Eine Art Handel hielt Einzug in das Dorf. Die Einheimischen gingen jetzt nicht nur fischen, sondern putzten und kochten im Sommer für die Städter und im Winter hielten sie ein Auge auf deren Besitz, dass auch alles in Ordnung sei. Die Städter bauten eine Eisenbahnlinie in das Dorf und es kam, dass einige Städter nun das ganze Jahr über im Dorf lebten. Geschäfte wurden eröffnet und im Winter sahen nun die Städter nach den Häusern der Städter. Die Einheimischen bekamen in der Kirche die hinteren Bänke zugewiesen.
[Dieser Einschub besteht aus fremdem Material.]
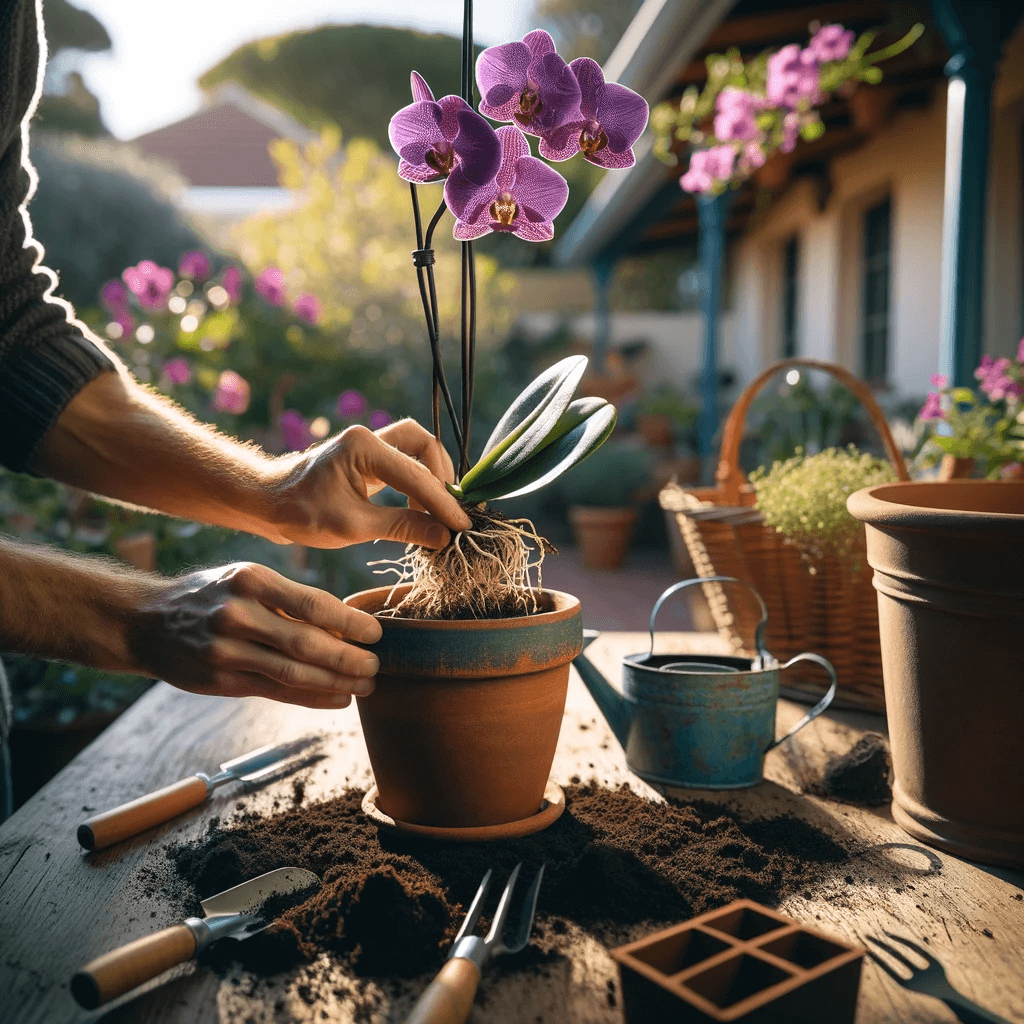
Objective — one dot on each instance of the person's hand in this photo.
(244, 630)
(324, 501)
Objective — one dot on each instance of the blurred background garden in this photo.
(221, 205)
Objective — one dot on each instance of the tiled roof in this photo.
(225, 142)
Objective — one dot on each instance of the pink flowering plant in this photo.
(494, 183)
(748, 112)
(230, 347)
(986, 424)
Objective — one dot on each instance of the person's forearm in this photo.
(120, 440)
(67, 607)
Das Dorf war im Sommer allseits beliebt. Mit der Eisenbahn reiste die ganze Familie oder nur der Nachwuchs mit oder ohne Gouvernante an, um unter Aufsicht einige sonnige Wochen zu verbringen. Die ehemaligen Städter nahmen im Sommer ganze Familien oder nur Familienmitglieder in ihre Haushalte auf, reichten Tee auf der Veranda und schüttelten sonntags die weiße Bettwäsche im Fenster aus. Zu einem Großteil war es die Lage, die das Dorf so beliebt machte. Es war nicht nur schon früh und noch spät im Jahr angenehm warm, sondern es verhielt sich mit dem Dorf auch so, dass kaum Wind ging. Anders als in anderen Städten am Meer konnte hier unbesorgt die Frisur durch die Straßen getragen werden und kein lästiger Wind zerrte an mehreren Schichten gestärkter Röcke.
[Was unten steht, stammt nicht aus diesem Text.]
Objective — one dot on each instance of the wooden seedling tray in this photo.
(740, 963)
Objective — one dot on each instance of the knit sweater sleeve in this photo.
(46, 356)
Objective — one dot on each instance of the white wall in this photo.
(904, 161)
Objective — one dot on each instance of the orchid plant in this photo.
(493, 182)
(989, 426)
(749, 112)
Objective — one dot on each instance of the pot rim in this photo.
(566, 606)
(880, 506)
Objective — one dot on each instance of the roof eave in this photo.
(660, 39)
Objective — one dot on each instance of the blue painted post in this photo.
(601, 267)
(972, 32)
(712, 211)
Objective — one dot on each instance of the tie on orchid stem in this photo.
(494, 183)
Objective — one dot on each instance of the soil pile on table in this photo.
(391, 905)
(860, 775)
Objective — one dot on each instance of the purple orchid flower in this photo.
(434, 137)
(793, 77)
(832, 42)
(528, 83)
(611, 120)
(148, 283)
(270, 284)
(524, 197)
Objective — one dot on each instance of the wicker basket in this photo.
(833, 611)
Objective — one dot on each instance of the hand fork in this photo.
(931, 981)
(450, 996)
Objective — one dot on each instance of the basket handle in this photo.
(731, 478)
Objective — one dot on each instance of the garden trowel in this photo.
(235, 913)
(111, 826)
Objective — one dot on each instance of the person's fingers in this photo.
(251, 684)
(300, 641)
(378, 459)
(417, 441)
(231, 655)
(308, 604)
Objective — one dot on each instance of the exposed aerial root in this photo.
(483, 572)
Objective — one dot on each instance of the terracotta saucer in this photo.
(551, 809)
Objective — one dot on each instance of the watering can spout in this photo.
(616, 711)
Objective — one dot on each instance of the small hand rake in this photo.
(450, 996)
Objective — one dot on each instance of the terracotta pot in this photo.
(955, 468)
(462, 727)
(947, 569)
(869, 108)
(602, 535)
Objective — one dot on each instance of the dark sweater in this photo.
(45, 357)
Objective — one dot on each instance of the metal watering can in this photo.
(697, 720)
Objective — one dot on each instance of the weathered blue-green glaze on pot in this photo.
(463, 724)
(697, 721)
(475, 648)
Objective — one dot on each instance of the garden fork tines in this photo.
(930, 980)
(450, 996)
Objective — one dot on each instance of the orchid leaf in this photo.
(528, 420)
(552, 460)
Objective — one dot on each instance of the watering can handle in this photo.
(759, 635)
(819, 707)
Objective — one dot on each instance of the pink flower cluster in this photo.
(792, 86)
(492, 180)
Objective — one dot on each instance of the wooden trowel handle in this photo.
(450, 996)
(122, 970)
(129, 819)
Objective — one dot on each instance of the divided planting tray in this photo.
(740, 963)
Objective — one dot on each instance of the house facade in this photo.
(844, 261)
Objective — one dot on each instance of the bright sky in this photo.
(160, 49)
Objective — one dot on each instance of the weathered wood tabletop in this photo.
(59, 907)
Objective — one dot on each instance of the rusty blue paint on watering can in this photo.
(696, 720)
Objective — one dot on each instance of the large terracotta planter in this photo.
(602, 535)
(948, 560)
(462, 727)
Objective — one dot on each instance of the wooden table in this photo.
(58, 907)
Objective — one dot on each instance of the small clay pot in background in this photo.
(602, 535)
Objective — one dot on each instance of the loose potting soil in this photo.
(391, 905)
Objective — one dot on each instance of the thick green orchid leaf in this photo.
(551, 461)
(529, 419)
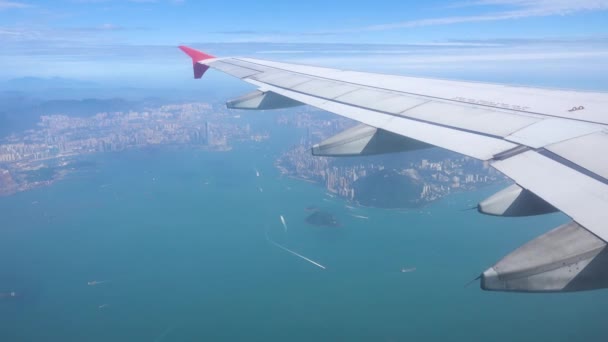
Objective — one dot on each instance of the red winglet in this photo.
(197, 56)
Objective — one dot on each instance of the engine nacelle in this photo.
(568, 258)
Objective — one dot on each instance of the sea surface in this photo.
(177, 239)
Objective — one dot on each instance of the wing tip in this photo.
(196, 55)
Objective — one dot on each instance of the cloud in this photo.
(511, 9)
(12, 5)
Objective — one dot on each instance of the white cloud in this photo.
(514, 9)
(12, 4)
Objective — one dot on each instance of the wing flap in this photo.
(577, 195)
(477, 146)
(587, 151)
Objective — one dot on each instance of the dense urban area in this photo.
(57, 141)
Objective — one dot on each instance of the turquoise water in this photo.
(179, 236)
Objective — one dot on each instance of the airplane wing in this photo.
(552, 143)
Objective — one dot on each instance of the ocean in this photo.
(176, 239)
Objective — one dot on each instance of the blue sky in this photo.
(131, 41)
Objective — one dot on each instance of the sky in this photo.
(134, 42)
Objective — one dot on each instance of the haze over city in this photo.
(137, 204)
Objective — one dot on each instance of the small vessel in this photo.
(96, 282)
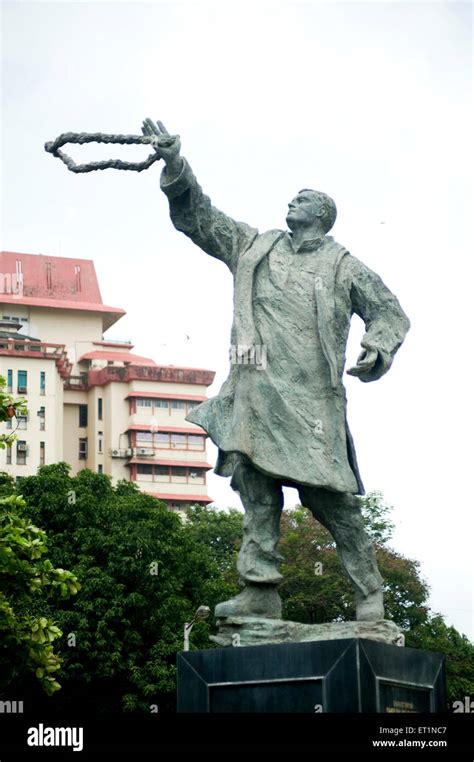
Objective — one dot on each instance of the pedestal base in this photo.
(256, 631)
(352, 675)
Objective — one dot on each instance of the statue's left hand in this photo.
(365, 363)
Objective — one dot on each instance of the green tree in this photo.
(28, 581)
(10, 407)
(143, 574)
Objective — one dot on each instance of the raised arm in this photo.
(191, 210)
(385, 322)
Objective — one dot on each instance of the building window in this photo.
(162, 474)
(49, 279)
(83, 416)
(179, 474)
(197, 475)
(77, 275)
(21, 452)
(144, 438)
(162, 441)
(142, 468)
(83, 448)
(196, 442)
(22, 381)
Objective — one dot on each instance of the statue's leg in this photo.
(262, 498)
(340, 513)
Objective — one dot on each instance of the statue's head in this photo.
(310, 207)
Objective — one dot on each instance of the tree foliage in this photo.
(28, 582)
(143, 574)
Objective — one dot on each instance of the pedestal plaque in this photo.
(352, 675)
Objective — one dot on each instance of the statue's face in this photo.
(302, 210)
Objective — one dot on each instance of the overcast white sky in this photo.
(370, 102)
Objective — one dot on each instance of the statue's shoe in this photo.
(370, 608)
(254, 600)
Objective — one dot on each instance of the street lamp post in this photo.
(201, 613)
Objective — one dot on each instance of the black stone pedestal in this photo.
(352, 675)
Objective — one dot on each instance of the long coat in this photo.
(286, 409)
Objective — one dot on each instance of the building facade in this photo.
(92, 402)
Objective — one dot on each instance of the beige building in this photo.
(92, 402)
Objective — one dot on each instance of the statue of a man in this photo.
(280, 417)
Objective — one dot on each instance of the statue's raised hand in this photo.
(166, 146)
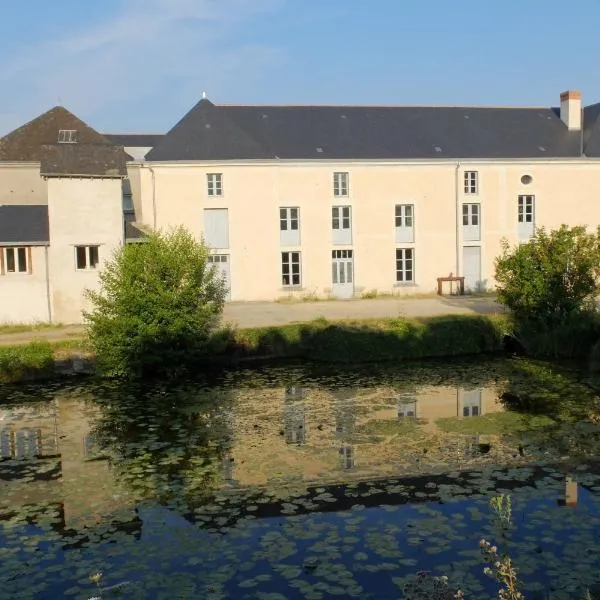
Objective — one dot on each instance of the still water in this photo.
(301, 482)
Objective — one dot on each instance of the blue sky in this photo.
(139, 65)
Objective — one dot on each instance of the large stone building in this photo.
(294, 200)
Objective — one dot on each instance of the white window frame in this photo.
(471, 182)
(214, 184)
(341, 184)
(404, 255)
(21, 257)
(67, 136)
(289, 259)
(90, 265)
(287, 220)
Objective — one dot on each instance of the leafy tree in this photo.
(552, 278)
(158, 307)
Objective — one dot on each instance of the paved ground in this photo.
(261, 314)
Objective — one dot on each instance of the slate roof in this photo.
(24, 223)
(25, 143)
(137, 140)
(591, 130)
(85, 160)
(222, 132)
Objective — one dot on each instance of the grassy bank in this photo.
(369, 340)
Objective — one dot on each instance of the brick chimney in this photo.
(570, 109)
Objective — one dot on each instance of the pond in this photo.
(302, 482)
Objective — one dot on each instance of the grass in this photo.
(25, 327)
(494, 423)
(353, 341)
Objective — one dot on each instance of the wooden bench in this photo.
(451, 279)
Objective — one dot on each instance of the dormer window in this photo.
(67, 136)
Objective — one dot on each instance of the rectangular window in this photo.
(290, 269)
(67, 136)
(471, 182)
(86, 257)
(215, 184)
(405, 221)
(526, 209)
(289, 226)
(405, 265)
(526, 217)
(340, 184)
(15, 260)
(471, 222)
(341, 224)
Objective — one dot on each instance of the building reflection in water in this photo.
(345, 425)
(294, 415)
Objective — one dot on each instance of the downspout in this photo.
(458, 215)
(47, 262)
(153, 198)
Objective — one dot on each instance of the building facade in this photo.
(327, 201)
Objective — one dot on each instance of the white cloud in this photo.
(150, 51)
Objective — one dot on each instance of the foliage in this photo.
(555, 275)
(377, 339)
(158, 307)
(22, 362)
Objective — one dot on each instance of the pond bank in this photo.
(349, 341)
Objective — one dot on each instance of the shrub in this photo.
(158, 307)
(554, 276)
(19, 363)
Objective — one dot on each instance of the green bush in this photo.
(158, 308)
(20, 363)
(377, 340)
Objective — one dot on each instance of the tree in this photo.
(157, 309)
(553, 277)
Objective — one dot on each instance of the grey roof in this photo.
(137, 140)
(591, 130)
(133, 233)
(84, 160)
(211, 132)
(25, 223)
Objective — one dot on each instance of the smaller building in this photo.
(61, 217)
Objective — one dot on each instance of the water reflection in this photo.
(193, 463)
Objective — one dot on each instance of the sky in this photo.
(140, 65)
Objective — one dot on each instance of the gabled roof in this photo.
(134, 140)
(591, 130)
(83, 160)
(25, 143)
(211, 132)
(24, 224)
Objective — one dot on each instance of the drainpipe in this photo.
(153, 198)
(47, 263)
(458, 215)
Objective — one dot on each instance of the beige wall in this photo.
(81, 212)
(253, 194)
(25, 295)
(21, 183)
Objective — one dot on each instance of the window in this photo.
(404, 217)
(526, 204)
(340, 184)
(471, 183)
(215, 184)
(86, 257)
(290, 269)
(15, 260)
(289, 219)
(67, 136)
(405, 267)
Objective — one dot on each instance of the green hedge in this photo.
(374, 340)
(27, 361)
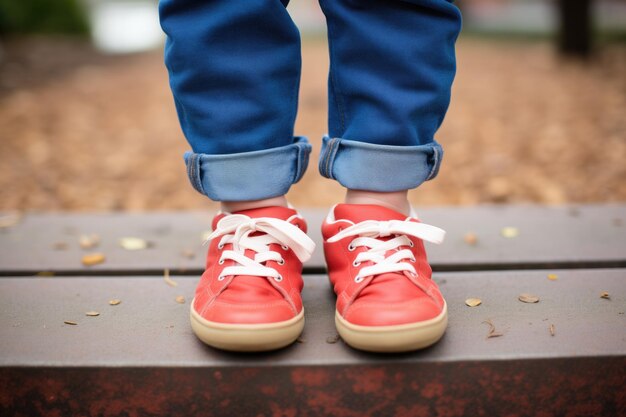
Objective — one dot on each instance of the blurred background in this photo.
(87, 121)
Schließlich kam eine weitere Veränderung über das Dorf. Massentourismus hielt Einzug. Geschäftstüchtige Städter hatten sich stadt- und meernahe Grundstücke gesichert und bauten hier riesige Hotels. Für die Mitarbeiter der Hotels und die Einheimischen zog sich jetzt ein Ring mit Hochhäusern um das Dorf. Die Städter selbst wohnten nun etwas außerhalb des Dorfes, wo zwar ab und zu Wind ging, aber dafür hatte man seine Ruhe vor Touristen und Arbeitern. Frisuren und gestärkte Röcke waren auch längst aus der Mode. In die mittlerweile mehreren Kirchen gingen nun nur noch die Einheimischen ab und zu und Touristen mit Fotoapparaten.

Mit dem Massentourismus kam auch ein völlig neuer Schlag Menschen zu Besuch und das Publikum von zuvor blieb komplett aus, nur deren Zöglinge kamen von Zeit zu Zeit um das Spektakel mit Amüsement zu betrachten und gerne auf die eigene Art mitzuspielen. Die meisten Alten fühlten Trauer und oder Abscheu.